What you need to know

  • Summing independent random variables results in another random variable called sumple sum. The mean of the sample sum is different from the population mean or expectation which is an exact quantity we want to approximate by sampling.

  • The Law of Large Numbers is a principle that states that as the number \(N\), the sample mean approaches the population mean with a standard deviation falling off as \(N^{-1/2}\)

  • The Central Limit Theorem (CLT) tells us that summing independent and identically distributed random variables with well-defined means and variances results in Gaussian distribution regardless of the nature of a random variable.

  • A model of random walk describes the erratic, unpredictable motion of atoms and molecules, providing a fundamental model for diffusion processes and molecular motion in fluids. The number of steps to the right (or left) of a 1D random walker results in a binomial probability distribution. Following CLT binomial distribution in the large N limit can be shown to be well approximated by gaussian with the same mean and variance.

Sum of Random Variables#

  • Consider a sequence of independent and identically distributed (i.i.d.) random variables, \(X_1, X_2, \ldots\). Examples include coin tosses, the random displacement of a molecule, or the random placement of a molecule in the left vs. right corner of a box. Being identically distributed means each term has a well-defined mean \(\mu\) and variance \(\sigma^2\):

  • The sum of \(n\) random variables, denoted by \(S_n\), is called a sample sum, and average of sum is called a sample mean. Our goal is to understand how these summed or aggregated quantities behave as a function of sample size.

\[S_n = \sum_{i=1}^n X_i\,\,\,\,\,\,\,\, M_n = \frac{1}{n}\sum_{i=1}^n X_i\]
  • Expectation is always a linear operator. Variance in general is not. But for i.i.d. random variables, variance becomes linear operator.

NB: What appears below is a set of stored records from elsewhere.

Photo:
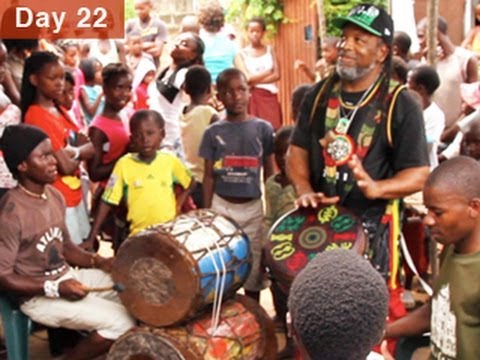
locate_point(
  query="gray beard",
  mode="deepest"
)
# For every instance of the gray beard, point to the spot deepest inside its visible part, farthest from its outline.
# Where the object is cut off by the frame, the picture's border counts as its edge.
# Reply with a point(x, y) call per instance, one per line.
point(352, 74)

To show this we denote mean subtracted random variable as \(Y_i = X_i - \mu\) which has zero expectation \(E[Y_i] = 0\)

  • Because of the independence of random variables all cross-terms are zero \(E[Y_i Y_j] = 0\) for \(i \neq j\) and all the self-terms \(i=j\) are equal to variance \(E[Y^2_i] = V[X_1]=\sigma^2\)

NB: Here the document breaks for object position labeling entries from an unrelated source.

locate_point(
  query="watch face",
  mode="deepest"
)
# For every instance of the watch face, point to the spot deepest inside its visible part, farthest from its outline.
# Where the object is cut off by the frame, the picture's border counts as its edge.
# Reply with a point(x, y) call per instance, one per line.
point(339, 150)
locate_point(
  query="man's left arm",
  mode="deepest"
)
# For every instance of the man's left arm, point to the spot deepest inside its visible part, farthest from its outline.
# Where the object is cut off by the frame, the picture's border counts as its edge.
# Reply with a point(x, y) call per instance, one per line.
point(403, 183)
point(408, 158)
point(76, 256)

\[E(S_n) = \sum_{i=1}^n E(X_i) = n\mu\]
\[V(S_n) = E[(S_n - E[S_n])^2] = E\Big[\Big(\sum^{i=n}_{i=1} Y_i\Big)^2\Big]=\sum_i \sum_j E[Y_i Y_j] = \sum_i E[Y^2_i] = n\sigma^2\]

Law of Large Numbers (LLN)#

  • Both mean and variance of sum of random variables grows linearly with \(n\):

\[E[S_n] = n\mu\]
\[V[S_n]= n\sigma^2\]
  • This has consequence on how we estimate means from samples \(M_n = \frac{1}{n} S_n\).

  • Sample mean becomes increasingly more accurate with the error or standard deviation decaying with \(1/2\) exponent.

\[E[M_n]=E\left[\frac{S_n}{n}\right] = \frac{1}{n}\sum_{i=1}^n E[X_i] = \mu\]
\[V[M_n] = V\left[\frac{S_n}{n}\right] = \frac{1}{n^2}V[S_n] = \frac{\sigma^2}{n}\]

Simulate tests of LLN#

import numpy as np
import ipywidgets as widgets
from ipywidgets import interact, interactive
import matplotlib.pyplot as plt
for N in [10, 100, 1000, 10000]:
    
    M = np.random.randint(1, 10, N)/N 
    print(M.var()) #sample variance decays
0.0404
0.00051
7.1458039999999995e-06
6.7033e-08
# Number of trials and runs
N, runs = int(1e5), 30

# Store fractions of heads for each trial in each run
fractions = np.zeros((runs, N))

# Simulate coin tosses
for run in range(runs):
    # Generate coin tosses (0 for tails, 1 for heads)
    tosses = np.random.randint(2, size=N)
    # Calculate cumulative sum to get the number of heads up to each trial
    cum_heads = np.cumsum(tosses)
    # Calculate fraction of heads up to each trial
    fractions[run, :] = cum_heads / np.arange(1, N+1)

# Plotting
plt.figure(figsize=(14, 8))

# Plot all runs with low opacity
for run in range(runs):
    plt.plot(fractions[run, :], color='grey', alpha=0.3)

# Highlight first run
plt.semilogx(fractions[0, :], color='blue', linewidth=2, label='Highlighted Run')

# Expected value line
plt.axhline(y=0.5, color='red', linestyle='--', label='Expected Value (0.5)')
plt.xlabel('Number of Trials')
plt.ylabel('Fraction of Heads')
plt.title('Law of Large Numbers: Fraction of Heads in Coin Tossing')
plt.legend()
<matplotlib.legend.Legend at 0x165390580>
../_images/c78ad114e571ef1cfc0cb9a78472f8d516370e0358d66039852a40e4f092e3d0.png

The Central Limit Theorem (CLT)#

  • Central Limit Theorem asserts that the probability distribution function or PDF of sum of random variables becomes gaussian distribution with mean \(n\mu\) and \(n\sigma^2\). Note that CLT is based on assumption that the mean and variance, \(\mu\) and \(\sigma^2\), are finite!. Thus, CLT does not hold for certain power-law distributed RVs.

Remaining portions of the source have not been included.